The unions also peddled the lie that jobs could be saved if workers agreed to endless company demands for concessions including wage freezes, lower manning levels, speedups and the surrender of rafts of working conditions. Rather than preventing the closures, the consequence of this program was that the corporations made a profit bonanza, as they, along with unions, were preparing for the final liquidation of the entire industry.
At GM Holden, Toyota and Ford, the companies and unions initiated government-funded “retraining” schemes and job search assistance, as has been done in other industries where mass downsizing occurred. This was used as a means of hosing down the opposition of workers.
These schemes dovetailed with government funded programs that would supposedly generate a boom in other sectors of manufacturing and create thousands of jobs, as car production was wound down.
In 2013, the South Australian Labor government appointed former federal Labor minister and union chief Greg Combet to oversee this supposed “transition.” He received a $160,000 annual salary.
The November results of a survey of 950 former Holden workers on their employment situation after the closure of the Elizabeth plant demonstrates that these programs were sham. They were a boondoggle that enriched the corrupt union bureaucracy, while obscuring the social disaster caused by the car industry shutdown.
The survey showed that while 76.4 percent of the workers had found jobs, two thirds of these were in precarious lower paying part-time and casual employment.

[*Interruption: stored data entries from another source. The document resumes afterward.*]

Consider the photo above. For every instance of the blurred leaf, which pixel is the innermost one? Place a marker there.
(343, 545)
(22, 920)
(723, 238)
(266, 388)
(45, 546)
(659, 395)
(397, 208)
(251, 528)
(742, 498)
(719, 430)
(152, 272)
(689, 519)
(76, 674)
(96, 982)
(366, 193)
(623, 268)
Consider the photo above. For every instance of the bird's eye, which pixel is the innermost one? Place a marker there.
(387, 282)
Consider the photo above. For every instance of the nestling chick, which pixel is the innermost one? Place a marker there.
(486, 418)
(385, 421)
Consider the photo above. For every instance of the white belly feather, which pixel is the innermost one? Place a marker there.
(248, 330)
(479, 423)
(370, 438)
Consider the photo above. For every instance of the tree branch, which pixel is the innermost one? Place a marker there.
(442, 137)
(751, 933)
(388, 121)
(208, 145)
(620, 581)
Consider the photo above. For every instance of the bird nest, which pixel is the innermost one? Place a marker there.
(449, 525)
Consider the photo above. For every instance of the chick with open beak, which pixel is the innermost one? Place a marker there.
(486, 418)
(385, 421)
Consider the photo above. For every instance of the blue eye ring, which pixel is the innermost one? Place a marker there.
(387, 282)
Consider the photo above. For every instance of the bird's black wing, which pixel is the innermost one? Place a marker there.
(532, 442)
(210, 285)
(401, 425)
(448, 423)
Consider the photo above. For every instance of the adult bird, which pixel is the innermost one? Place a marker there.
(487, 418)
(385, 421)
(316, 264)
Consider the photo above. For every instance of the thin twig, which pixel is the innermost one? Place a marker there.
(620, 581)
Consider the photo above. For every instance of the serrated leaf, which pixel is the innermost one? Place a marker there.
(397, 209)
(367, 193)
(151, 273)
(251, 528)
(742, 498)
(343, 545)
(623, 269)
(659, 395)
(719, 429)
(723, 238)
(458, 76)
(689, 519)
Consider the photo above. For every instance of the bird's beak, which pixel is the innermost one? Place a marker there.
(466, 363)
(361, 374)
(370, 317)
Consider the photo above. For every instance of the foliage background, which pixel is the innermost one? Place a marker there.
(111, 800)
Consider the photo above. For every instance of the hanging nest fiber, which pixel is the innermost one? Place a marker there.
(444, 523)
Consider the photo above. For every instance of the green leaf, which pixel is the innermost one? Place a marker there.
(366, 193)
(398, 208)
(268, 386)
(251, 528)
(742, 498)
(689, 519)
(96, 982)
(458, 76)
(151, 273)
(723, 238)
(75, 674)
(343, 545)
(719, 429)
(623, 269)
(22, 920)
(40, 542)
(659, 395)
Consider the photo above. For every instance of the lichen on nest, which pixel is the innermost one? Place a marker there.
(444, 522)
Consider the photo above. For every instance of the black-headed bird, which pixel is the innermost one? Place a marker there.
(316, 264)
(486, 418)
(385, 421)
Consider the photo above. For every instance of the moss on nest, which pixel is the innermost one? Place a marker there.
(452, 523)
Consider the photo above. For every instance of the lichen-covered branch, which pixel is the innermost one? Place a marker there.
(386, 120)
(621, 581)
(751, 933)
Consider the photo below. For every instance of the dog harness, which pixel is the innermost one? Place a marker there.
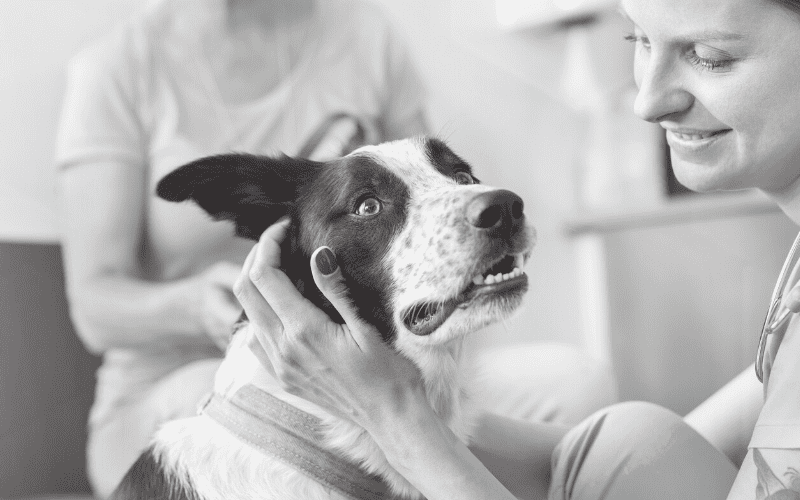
(292, 436)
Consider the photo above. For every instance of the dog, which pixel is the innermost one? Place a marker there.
(428, 254)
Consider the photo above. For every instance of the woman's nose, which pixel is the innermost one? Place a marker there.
(661, 92)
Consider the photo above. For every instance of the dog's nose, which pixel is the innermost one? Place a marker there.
(500, 212)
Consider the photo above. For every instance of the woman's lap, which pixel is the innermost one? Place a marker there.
(638, 450)
(115, 445)
(543, 382)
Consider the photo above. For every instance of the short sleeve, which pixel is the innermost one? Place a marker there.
(406, 92)
(778, 425)
(100, 112)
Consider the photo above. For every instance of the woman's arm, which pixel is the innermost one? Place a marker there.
(351, 372)
(727, 418)
(102, 209)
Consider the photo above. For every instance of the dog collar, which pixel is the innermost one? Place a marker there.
(292, 436)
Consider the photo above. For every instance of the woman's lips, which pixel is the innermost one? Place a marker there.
(693, 140)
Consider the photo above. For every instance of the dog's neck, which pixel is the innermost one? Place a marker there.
(440, 368)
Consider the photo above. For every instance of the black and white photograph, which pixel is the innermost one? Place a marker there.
(399, 249)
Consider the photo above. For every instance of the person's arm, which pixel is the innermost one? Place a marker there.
(102, 183)
(727, 418)
(102, 210)
(348, 370)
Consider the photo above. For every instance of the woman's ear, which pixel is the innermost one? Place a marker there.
(250, 190)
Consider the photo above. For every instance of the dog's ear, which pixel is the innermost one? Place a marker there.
(253, 191)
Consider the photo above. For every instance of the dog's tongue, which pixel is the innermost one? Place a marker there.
(424, 319)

The remaining 23 percent are still without a job of any kind. They have little chance of ever finding one.
Another survey by consultants Acil Allen of displaced automotive workers from Ford, Holden and Toyota, conducted 12 months after the closures, found that of those interviewed, only 59 percent were in full-time work. Some 34 percent were employed as casuals. Another 5 percent were self-employed. Amid a rapid economic slowdown, such forms of work are highly precarious.
Similar joint operations by the car conglomerates, governments and the auto unions will be used internationally to try to head-off the emergence of a unified industrial and political movement by auto workers to the current round of job cuts.
In November, Daimler Mercedes-Benz announced it will slash more than 10,000 jobs over the next two years. German carmaker Audi, a subsidiary of Volkswagen, is set to eliminate 9,500 jobs over five years. Bosch is seeking to slash another 500 jobs at its facility in the city of Reutlingen. General Motors is closing four plants in the US and Canada and eliminating 8,000 jobs.
Under these conditions the car companies are relying on the unions, such as the United Auto Workers in the US and IG Metall in Germany, to contain and derail the growing resistance among auto workers internationally to an ongoing corporate assault on their conditions.
The lesson of the Australian car industry closure is that workers can only defend their jobs and their livelihoods through a rebellion against the unions. New organisations of struggle are required, including independent rank-and-file committees, to mobilise the immense social and political power of auto workers on a global scale.
Such committees would be tasked with turning out to other sections of the working class facing a similar offensive on their jobs and conditions and organising a genuine industrial and political counter-offensive. They would immediately confront major political issues, including the burning necessity to transform the car companies, and other major industries, into publicly-owned utilities, democratically controlled by the working class.